Voici ce qu’il faut en tirer comme enseignements :

Premier enseignement : déterminer le prix de vente d’un bien en fonction de ce que l’acheteur a les moyens de payer plutôt que de le lui vendre avec une marge bénéficiaire juste raisonnable, revient à une tromperie, si la vente se fait pour un prix de marché exagéré par rapport à la valeur réelle du bien.
Celui qui achète trop cher, un bien ou un service, achète, ce que les économistes appellent une bulle. Celle-ci va leur exploser au visage dès qu’ils voudront revendre le bien : sauf à tromper de nouveau un acheteur trop crédule, la perte à la revente, quand un marché s’écroule, est d’autant plus importante quand le bien a été surcoté lors de l’achat.

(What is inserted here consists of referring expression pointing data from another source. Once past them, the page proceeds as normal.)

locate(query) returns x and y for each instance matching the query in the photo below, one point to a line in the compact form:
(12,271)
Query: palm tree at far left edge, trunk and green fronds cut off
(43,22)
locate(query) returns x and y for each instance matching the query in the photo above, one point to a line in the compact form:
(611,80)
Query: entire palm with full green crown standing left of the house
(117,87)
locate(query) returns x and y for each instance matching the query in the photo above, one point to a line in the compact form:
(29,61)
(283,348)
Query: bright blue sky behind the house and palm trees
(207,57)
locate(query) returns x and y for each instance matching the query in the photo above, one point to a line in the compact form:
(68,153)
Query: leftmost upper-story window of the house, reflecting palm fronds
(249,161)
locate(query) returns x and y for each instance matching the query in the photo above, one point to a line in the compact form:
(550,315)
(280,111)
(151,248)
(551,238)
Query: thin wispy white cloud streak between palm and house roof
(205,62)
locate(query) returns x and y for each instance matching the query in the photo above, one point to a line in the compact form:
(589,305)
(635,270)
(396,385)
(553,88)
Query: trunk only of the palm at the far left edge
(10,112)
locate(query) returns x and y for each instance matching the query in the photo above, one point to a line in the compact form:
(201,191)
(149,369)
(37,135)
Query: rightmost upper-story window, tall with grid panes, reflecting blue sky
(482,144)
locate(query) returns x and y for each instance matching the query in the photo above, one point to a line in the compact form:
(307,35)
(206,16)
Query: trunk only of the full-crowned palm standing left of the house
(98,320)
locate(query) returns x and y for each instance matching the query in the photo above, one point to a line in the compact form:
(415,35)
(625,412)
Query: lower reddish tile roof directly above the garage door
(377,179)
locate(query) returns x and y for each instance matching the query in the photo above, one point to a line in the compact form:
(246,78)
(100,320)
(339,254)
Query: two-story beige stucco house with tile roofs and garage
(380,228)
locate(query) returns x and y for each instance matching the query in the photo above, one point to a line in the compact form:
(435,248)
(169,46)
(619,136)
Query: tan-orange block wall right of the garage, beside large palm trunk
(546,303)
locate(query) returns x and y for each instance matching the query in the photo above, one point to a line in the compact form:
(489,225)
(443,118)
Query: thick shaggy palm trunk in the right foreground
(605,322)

Dans cette logique, la banque Lehman Brothers (mais ce système était généralisé à de nombreux établissements de crédit), s’est montrée complice du promoteur qui avait facturé ses maisons au prix fort aux ouvriers. Si le prix de vente initial des maisons avait été moindre, la banque aurait prêté moins d’argent, donc fait moins de bénéfices. Mais elle aurait été aussi exposée à moins de pertes si elle avait d’abord mieux évalué le potentiel de revente des maisons qu’elle prenait en garantie de l’argent prêté à ses clients devenu déficients.

Outre l’évaluation de la qualité des garanties données par les emprunteurs, toute personne spéculant sur l’argent, donc le banquier en premier lieu, a intérêt à diversifier le profil de ses emprunteurs et de ses prêteurs. C’est du bon sens : il s’agit de ne pas mettre tous ses œufs dans le même panier.